Volltext (verifizierbarer Originaltext)

Bundesgericht

Tribunal fédéral

Tribunale federale

Tribunal federal

{T 0/2}

1F_31/2013

Urteil vom 19. September 2013

I. öffentlich-rechtliche Abteilung

Besetzung

Bundesrichter Aemisegger, präsidierendes Mitglied,

Bundesrichter Eusebio, Chaix,

Gerichtsschreiber Pfäffli.

Verfahrensbeteiligte

X.________,

Gesuchsteller,

gegen

Staatsanwaltschaft des Kantons Basel-Stadt,

Zwangsmassnahmengericht des Kantons

Basel-Stadt .

Gegenstand

Revisionsgesuch gegen das Urteil des Schweizerischen Bundesgerichts 1B_266/2013 vom 13. August 2013.

In Erwägung,

dass das Bundesgericht mit Urteil vom 13. August 2013 (1B_266/ 2013) mangels einer hinreichenden Begründung im Sinne von Art. 42 Abs. 2 BGG auf eine Beschwerde von X.________ nicht eingetreten ist;

dass sich X.________ mit einer als "Einspruch gegen das Urteil vom 13. August 2013" bezeichneten Eingabe vom 5. September 2013 ans Bundesgericht gewandt hat;

dass die Aufhebung oder Abänderung eines in Rechtskraft erwachsenen Bundesgerichtsurteils nur bei Vorliegen eines Revisionsgrundes gemäss Art. 121 ff.
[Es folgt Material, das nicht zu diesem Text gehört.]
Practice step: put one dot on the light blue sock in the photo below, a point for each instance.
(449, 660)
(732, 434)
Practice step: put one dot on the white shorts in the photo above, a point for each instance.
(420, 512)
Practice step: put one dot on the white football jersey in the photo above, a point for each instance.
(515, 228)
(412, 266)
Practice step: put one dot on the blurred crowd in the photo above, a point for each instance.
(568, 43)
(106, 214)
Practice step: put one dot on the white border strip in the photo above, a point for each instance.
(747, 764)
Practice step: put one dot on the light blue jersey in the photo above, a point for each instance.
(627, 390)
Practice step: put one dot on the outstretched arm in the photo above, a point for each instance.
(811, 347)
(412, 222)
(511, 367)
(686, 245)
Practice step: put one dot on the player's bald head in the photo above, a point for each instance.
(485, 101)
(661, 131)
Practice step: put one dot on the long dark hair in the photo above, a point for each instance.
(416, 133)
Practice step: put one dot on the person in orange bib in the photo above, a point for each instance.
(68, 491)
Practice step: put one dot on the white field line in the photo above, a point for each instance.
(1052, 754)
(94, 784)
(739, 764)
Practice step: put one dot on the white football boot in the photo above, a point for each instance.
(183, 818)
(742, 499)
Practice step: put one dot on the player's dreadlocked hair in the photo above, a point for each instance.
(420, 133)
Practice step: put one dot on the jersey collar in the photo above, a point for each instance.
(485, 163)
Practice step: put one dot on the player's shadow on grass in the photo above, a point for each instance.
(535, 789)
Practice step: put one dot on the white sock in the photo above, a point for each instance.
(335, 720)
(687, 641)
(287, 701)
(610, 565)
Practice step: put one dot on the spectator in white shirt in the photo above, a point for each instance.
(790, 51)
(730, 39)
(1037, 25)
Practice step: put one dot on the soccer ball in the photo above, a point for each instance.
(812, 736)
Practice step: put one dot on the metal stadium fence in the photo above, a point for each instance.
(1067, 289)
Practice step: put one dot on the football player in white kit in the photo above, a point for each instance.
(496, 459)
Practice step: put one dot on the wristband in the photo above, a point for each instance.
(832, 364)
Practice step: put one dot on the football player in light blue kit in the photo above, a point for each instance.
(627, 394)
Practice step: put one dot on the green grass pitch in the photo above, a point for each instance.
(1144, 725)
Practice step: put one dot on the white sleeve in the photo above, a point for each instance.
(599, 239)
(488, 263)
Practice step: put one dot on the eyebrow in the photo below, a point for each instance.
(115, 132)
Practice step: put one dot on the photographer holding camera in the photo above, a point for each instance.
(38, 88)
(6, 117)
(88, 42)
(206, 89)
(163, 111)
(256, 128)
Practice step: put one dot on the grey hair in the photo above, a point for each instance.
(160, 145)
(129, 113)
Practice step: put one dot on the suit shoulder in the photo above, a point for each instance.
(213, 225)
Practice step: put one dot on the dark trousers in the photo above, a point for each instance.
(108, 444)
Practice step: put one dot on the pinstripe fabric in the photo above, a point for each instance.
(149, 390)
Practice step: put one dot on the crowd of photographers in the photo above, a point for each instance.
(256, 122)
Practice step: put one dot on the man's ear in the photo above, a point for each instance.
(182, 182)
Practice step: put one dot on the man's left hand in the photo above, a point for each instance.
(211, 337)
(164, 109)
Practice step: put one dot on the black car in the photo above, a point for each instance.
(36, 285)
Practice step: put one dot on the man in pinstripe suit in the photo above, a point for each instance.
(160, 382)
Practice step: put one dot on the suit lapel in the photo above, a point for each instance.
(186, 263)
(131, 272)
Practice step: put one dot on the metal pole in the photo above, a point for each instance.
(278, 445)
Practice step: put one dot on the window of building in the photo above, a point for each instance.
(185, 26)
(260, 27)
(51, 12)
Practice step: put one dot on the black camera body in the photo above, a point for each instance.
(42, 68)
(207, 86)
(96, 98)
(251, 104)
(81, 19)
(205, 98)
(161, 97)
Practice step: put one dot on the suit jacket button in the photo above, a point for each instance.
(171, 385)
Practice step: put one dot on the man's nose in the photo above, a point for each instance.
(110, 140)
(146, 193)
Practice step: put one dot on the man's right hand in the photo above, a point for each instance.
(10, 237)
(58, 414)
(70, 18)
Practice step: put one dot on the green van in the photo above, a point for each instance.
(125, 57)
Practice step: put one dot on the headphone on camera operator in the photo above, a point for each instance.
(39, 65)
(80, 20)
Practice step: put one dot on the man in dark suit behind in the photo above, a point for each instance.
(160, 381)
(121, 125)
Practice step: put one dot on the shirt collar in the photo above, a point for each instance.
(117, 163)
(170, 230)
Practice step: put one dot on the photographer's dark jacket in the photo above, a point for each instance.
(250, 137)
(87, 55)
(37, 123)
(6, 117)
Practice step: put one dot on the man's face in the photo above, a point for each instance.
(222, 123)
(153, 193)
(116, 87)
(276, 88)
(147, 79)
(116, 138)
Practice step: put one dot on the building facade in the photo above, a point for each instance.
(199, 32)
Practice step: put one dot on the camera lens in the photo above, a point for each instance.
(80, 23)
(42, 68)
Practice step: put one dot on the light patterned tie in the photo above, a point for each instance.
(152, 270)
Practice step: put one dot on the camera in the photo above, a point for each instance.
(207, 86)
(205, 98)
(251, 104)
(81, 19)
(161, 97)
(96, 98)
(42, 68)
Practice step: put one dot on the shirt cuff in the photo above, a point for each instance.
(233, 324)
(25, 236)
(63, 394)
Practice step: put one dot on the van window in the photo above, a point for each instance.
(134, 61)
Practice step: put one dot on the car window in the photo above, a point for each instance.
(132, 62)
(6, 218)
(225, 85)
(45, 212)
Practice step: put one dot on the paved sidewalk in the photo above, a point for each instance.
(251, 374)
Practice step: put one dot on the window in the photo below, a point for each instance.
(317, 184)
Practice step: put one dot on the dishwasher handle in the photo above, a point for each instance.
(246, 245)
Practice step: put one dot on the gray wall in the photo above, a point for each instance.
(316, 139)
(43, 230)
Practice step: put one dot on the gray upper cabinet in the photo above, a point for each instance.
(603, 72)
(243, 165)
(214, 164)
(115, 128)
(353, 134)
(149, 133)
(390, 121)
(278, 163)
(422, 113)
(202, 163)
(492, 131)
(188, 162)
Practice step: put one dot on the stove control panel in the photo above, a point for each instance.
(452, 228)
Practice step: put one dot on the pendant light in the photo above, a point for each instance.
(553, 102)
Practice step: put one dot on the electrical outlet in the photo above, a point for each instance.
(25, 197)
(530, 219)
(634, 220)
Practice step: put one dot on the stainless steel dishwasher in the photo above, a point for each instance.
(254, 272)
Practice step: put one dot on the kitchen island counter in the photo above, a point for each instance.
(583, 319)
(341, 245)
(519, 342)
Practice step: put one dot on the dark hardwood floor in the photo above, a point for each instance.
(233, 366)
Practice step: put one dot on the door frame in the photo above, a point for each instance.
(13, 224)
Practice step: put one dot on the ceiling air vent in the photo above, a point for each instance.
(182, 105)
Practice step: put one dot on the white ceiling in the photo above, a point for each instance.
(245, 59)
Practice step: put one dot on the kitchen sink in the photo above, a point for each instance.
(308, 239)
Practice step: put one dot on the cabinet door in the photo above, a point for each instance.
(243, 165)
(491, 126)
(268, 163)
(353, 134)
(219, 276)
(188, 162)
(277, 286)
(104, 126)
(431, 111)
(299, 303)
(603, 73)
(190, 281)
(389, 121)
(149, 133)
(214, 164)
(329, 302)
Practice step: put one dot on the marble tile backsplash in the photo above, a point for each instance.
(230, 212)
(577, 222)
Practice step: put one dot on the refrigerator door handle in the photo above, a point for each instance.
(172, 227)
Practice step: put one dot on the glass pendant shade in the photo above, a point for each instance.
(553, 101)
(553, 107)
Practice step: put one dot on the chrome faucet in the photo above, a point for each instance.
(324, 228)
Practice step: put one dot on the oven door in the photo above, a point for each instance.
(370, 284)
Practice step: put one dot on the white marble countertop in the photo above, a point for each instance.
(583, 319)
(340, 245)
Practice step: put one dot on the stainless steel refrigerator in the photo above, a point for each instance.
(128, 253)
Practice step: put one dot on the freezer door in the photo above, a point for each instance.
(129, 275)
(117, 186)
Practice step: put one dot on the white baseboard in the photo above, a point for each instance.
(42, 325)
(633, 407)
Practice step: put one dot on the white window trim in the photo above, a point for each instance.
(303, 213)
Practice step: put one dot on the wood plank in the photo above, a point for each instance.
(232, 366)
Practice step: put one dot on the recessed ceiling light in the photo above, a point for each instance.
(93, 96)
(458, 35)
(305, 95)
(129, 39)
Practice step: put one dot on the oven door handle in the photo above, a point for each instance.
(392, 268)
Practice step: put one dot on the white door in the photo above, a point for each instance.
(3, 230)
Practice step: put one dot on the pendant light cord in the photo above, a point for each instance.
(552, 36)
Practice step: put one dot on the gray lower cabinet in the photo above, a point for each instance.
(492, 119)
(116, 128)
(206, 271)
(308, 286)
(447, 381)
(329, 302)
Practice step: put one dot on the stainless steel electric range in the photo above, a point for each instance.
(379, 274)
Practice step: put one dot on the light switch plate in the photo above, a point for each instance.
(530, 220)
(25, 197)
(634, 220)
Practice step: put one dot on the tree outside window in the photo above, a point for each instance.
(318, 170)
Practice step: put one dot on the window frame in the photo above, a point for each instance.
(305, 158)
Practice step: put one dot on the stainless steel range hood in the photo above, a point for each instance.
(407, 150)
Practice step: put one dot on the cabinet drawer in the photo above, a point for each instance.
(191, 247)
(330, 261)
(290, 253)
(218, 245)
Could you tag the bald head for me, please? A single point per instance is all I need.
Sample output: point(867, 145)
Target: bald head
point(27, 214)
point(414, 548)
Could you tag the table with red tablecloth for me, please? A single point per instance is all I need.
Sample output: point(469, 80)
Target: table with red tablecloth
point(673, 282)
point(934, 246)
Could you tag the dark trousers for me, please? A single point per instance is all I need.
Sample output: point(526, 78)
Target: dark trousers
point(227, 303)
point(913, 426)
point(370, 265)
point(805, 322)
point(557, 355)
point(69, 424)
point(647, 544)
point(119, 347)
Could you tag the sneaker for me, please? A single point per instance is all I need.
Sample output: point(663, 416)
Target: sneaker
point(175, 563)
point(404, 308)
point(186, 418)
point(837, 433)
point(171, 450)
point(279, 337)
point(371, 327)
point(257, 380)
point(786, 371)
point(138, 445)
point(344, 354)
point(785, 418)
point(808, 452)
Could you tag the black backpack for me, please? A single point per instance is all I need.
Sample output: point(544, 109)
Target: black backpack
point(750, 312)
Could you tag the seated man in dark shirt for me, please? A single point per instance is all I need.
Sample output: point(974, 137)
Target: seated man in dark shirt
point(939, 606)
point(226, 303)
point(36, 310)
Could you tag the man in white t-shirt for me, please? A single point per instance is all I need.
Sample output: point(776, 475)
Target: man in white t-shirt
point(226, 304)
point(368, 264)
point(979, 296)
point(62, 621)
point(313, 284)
BGG möglich ist;

dass die Eingabe des Gesuchstellers somit als Revisionsgesuch entgegenzunehmen ist;

dass sich indessen aus der Eingabe vom 5. September 2013 nicht ergibt, inwiefern das bundesgerichtliche Urteil vom 13. August 2013 an einem Revisionsgrund leiden sollte;

dass ohne Schriftenwechsel (Art. 127 BGG) auf das Revisionsgesuch nicht einzutreten ist;

dass die Gerichtskosten entsprechend dem Verfahrensausgang dem Gesuchsteller aufzuerlegen sind (Art. 66 Abs. 1 BGG);

dass mit dem Entscheid in der Sache selbst das Gesuch des Gesuchstellers um aufschiebende Wirkung gegenstandslos geworden ist;

erkennt das Bundesgericht:

1.

Auf das Revisionsgesuch wird nicht eingetreten.

2.

Die Gerichtskosten von Fr. 500.-- werden dem Gesuchsteller auferlegt.

3.

Dieses Urteil wird dem Gesuchsteller, der Staatsanwaltschaft des Kantons Basel-Stadt und dem Zwangsmassnahmengericht des Kantons Basel-Stadt schriftlich mitgeteilt.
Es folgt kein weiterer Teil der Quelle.